Diesmal ist der Anlass ein positiver, die Österreicher fuhren am Sonntag ihren dritten Hallen-EM-Titel nach 2010 und 2018 ein. Und wie schon beim größten Triumph, beim WM-Erfolg 2018, schlugen sie quasi in der Höhle des Löwen zu, nämlich in Deutschland und in einem Finale gegen die Gastgeber. Das 2:1 in Hamburg war nicht nur erfreulich, sondern erklärt auch gut, warum sich Österreich in der Halle um so vieles besser schlägt.

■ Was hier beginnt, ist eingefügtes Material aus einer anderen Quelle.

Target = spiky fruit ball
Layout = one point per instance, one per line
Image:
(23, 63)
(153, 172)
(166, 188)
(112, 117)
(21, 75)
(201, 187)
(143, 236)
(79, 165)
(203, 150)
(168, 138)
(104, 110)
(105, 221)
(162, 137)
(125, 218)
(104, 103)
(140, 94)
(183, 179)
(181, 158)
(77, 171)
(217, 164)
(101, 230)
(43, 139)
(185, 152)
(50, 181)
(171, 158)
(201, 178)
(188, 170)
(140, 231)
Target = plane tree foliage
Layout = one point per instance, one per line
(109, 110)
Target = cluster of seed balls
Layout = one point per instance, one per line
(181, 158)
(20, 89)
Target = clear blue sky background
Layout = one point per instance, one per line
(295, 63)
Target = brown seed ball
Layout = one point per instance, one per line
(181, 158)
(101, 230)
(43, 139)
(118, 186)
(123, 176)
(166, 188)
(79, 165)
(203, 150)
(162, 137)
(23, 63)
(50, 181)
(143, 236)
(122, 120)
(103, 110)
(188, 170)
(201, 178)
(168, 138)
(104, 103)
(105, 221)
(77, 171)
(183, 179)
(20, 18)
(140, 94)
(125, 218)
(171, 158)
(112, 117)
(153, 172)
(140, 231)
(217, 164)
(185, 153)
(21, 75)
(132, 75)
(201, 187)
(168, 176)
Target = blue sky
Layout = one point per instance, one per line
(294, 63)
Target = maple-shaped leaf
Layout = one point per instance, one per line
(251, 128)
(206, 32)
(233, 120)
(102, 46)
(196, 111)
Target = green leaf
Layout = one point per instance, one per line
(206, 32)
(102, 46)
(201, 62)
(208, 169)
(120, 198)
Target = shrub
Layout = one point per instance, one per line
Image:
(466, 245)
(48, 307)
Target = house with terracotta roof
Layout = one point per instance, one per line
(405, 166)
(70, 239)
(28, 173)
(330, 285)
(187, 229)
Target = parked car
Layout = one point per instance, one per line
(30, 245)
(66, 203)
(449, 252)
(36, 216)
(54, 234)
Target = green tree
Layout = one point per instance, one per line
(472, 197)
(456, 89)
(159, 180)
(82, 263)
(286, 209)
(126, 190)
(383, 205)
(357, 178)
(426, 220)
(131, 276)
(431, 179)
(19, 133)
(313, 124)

Kleineres Feld, kleinere Teams

Da kommen gleich mehrere Faktoren zum Tragen. Das Feld ist kleiner, die Teams sind kleiner, fünf Feldspieler und ein Goalie sind gleichzeitig im Einsatz, die Feldspieler können sich fast ständig mit bis zu fünf Austauschspielern abwechseln. Drinnen stellt ein kleines Land quasi leichter eine schlagkräftige Truppe auf als draußen, wo doppelt so viele Feldspieler aufzubieten sind.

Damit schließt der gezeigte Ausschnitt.